Follow-up to the same root cause. `resolve_name_to_target` — the shared
dial/whois resolver — passed the raw stored `tier` straight through, so a
dial or whois on a pinned-but-not-yet-acked peer reported `VERIFIED` while
`wire status`/`wire peers` (which already use `trust::effective_tier`)
reported `PENDING_ACK` for the same peer at the same moment. The dial
surfaces contradicted every other surface.
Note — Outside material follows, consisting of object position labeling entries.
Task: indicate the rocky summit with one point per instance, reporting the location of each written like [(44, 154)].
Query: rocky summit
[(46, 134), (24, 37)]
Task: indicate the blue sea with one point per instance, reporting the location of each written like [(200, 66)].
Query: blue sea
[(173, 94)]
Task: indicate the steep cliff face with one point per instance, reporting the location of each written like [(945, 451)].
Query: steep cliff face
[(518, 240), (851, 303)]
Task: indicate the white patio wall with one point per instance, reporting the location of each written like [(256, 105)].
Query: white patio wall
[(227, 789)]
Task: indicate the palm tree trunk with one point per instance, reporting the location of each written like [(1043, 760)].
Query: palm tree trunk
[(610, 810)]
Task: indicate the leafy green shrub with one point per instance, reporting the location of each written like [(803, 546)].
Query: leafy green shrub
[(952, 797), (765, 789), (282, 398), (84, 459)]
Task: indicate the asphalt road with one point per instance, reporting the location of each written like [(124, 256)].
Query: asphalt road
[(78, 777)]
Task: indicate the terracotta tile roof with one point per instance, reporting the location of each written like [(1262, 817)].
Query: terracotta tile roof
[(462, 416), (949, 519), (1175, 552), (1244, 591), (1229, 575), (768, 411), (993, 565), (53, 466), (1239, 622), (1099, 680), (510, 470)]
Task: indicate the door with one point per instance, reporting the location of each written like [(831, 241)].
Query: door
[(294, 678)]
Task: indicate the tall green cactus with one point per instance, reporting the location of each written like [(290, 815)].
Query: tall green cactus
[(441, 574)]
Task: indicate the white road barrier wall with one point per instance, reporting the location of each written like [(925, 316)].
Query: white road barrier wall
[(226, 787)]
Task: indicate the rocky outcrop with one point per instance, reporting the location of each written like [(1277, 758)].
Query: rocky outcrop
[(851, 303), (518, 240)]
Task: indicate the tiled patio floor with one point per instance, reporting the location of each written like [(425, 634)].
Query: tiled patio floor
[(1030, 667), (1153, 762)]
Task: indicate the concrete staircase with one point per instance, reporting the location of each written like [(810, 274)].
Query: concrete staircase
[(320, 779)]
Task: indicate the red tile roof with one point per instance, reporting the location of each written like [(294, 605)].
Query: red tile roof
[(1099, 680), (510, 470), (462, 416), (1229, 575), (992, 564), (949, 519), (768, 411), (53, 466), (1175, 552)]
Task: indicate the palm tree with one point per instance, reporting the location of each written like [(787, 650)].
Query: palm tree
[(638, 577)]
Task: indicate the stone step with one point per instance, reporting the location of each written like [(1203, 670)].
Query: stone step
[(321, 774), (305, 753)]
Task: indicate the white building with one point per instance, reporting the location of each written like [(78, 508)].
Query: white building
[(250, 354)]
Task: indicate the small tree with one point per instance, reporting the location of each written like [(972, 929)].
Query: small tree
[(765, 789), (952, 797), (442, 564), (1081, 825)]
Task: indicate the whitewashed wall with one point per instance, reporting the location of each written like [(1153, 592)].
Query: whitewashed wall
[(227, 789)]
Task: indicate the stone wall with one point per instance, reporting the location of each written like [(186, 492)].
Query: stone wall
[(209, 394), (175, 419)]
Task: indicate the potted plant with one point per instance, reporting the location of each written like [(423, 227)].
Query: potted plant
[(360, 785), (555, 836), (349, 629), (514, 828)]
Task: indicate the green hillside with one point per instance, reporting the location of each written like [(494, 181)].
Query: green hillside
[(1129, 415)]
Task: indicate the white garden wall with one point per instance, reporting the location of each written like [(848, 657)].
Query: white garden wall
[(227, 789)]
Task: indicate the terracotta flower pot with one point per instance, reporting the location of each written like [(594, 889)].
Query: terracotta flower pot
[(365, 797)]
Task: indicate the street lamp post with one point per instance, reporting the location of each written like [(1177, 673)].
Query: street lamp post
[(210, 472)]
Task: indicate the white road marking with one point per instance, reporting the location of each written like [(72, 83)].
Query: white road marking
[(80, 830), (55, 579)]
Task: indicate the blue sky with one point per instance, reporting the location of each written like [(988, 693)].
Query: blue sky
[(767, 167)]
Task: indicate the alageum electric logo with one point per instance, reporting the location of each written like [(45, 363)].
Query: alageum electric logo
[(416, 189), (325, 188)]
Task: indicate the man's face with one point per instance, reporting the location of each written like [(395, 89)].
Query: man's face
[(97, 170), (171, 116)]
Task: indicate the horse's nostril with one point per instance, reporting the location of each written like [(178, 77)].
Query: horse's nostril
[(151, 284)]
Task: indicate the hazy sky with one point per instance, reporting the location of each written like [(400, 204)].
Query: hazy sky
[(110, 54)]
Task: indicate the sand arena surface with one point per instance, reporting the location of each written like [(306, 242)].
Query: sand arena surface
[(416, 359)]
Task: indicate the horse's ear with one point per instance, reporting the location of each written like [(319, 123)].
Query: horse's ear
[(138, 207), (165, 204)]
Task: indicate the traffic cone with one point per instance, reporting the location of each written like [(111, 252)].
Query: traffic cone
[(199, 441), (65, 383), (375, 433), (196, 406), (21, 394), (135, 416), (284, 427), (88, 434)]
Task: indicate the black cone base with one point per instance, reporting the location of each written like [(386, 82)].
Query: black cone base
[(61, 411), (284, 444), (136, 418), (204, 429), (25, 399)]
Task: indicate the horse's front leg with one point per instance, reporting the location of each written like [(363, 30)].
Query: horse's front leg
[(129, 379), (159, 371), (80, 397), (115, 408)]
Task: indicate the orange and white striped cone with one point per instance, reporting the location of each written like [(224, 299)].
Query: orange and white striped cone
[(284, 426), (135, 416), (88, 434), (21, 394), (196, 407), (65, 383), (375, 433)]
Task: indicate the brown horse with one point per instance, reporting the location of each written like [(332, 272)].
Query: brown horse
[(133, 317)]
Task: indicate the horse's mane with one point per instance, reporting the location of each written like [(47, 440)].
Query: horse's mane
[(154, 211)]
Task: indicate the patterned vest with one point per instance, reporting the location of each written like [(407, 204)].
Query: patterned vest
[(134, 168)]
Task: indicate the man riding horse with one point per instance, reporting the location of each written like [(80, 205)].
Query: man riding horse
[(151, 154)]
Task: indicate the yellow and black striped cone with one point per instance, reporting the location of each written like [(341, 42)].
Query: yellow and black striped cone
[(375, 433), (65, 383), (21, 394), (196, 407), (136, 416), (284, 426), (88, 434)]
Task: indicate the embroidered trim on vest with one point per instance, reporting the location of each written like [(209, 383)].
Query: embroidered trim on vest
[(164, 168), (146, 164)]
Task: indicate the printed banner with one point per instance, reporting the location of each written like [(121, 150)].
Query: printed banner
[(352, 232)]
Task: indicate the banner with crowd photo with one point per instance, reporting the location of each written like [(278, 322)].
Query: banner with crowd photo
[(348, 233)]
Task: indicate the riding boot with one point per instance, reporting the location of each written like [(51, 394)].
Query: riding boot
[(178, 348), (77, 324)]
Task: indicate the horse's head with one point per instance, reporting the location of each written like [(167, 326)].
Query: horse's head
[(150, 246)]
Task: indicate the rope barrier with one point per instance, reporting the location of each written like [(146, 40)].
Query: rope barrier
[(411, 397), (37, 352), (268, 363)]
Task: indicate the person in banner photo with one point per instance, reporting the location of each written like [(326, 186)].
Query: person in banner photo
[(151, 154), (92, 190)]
Reuse the existing state instead of inventing a parallel one: the resolver
now computes `effective_tier` (the same VERIFIED-vs-PENDING_ACK calculation
the rest of the system uses), so dial/whois/status/peers all agree. Combined
with the `sendable`/`reason` transport detail from the prior commit, a dial
now reads coherently — relationship tier AND can-I-send-now, both honest.
No change to `effective_tier` itself (a trust primitive) — only its caller.

Regression test locks it: a VERIFIED pin with an empty reply-slot token
resolves to PENDING_ACK, and flips to VERIFIED once the token lands.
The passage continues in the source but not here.